Pilot field testing of the chronic pain classification for ICD-11: the results of ecological coding

Affiliations

Pilot field testing of the chronic pain classification for ICD-11: the results of ecological coding

Antonia Barke et al. BMC Public Health. .

Abstract

Background: A task force of the International Association for the Study of Pain (IASP) has developed a classification of chronic pain for the ICD-11 consisting of seven major categories. The objective was to test whether the proposed categories were exhaustive and mutually exclusive. In addition, the perceived utility of the diagnoses and the raters' subjective diagnostic certainty were to be assessed.

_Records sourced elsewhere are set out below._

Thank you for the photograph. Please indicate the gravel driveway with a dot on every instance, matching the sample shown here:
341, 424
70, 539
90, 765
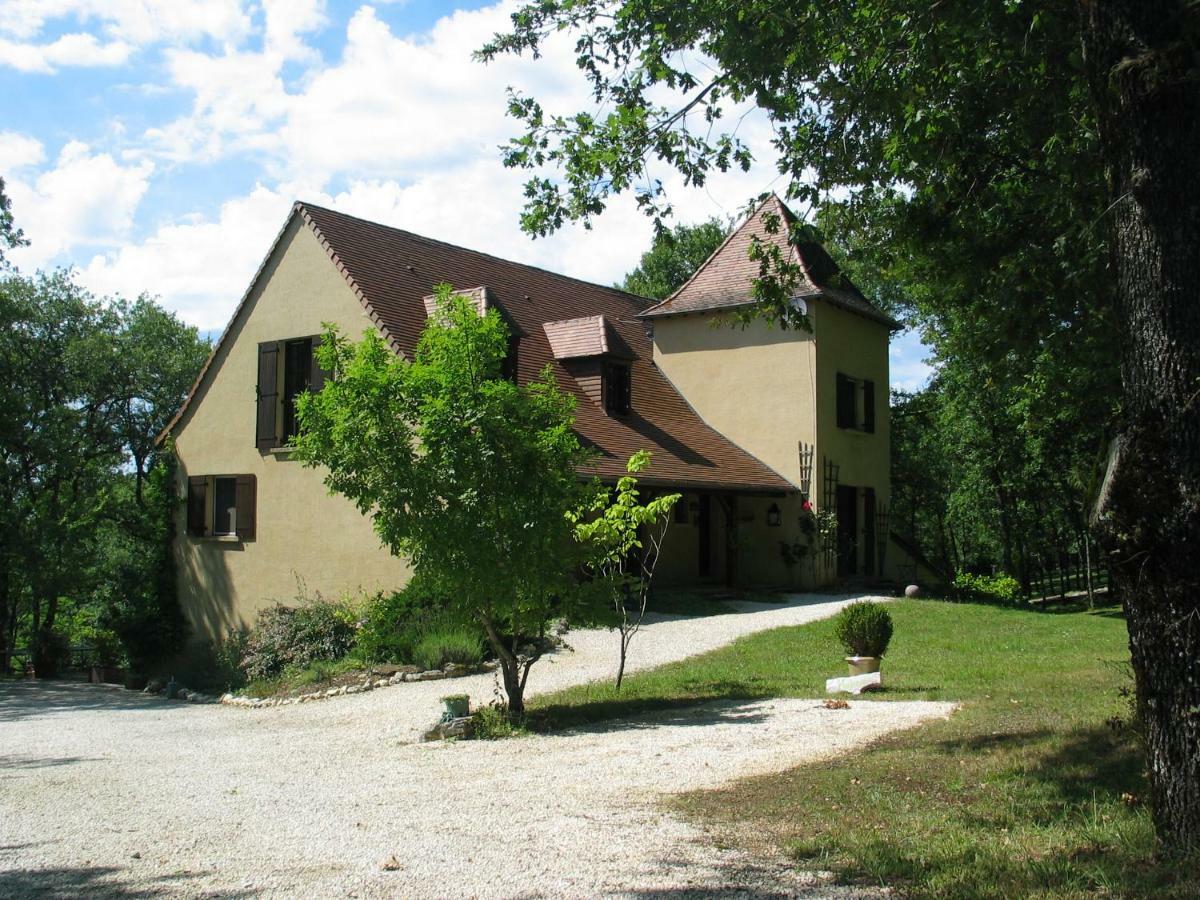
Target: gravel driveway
109, 793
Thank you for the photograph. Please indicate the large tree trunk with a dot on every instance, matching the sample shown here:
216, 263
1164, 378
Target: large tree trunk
1141, 58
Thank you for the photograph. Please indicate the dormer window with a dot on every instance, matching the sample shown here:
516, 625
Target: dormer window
617, 389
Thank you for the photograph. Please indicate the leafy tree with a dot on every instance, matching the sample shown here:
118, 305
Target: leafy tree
623, 538
989, 121
87, 389
462, 472
673, 257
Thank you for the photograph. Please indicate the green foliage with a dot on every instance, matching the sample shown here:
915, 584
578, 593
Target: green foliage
84, 492
952, 155
611, 529
448, 643
864, 629
10, 234
298, 636
462, 472
394, 622
995, 588
52, 653
495, 723
673, 257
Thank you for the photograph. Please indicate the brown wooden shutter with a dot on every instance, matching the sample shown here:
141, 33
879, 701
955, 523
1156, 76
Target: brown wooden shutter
247, 499
197, 495
267, 432
316, 373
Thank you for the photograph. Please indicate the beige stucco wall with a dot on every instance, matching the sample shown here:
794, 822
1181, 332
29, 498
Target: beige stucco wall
857, 347
756, 385
768, 390
301, 531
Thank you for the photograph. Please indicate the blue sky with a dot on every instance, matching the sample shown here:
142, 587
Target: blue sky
156, 145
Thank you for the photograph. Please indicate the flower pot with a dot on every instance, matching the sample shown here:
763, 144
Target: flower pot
863, 665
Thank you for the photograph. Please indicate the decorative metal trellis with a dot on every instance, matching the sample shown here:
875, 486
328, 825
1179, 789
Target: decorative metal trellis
807, 455
882, 532
828, 504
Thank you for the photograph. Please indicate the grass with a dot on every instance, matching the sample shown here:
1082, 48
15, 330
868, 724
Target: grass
1027, 791
300, 681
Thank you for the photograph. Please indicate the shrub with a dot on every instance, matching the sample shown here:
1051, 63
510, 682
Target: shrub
394, 623
449, 643
493, 723
864, 629
298, 636
989, 588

Methods: Five independent pain centers in three continents coded 507 consecutive patients. The raters received the definitions for the main diagnostic categories of the proposed classification and were asked to allocate diagnostic categories to each patient. In addition, they were asked to indicate how useful they judged the diagnosis to be from 0 (not at all) to 3 (completely) and how confident they were in their category allocation.

Results: The two largest groups of patients were coded as either chronic primary pain or chronic secondary musculoskeletal pain. Of the 507 patients coded, 3.0% had chronic pain not fitting any of the proposed categories (97% exhaustiveness), 20.1% received more than one diagnosis. After adjusting for double coding due to technical reasons, 2.0% of cases remained (98% uniqueness). The mean perceived utility was 1.9 ± 1.0, the mean diagnostic confidence was 2.0 ± 1.0.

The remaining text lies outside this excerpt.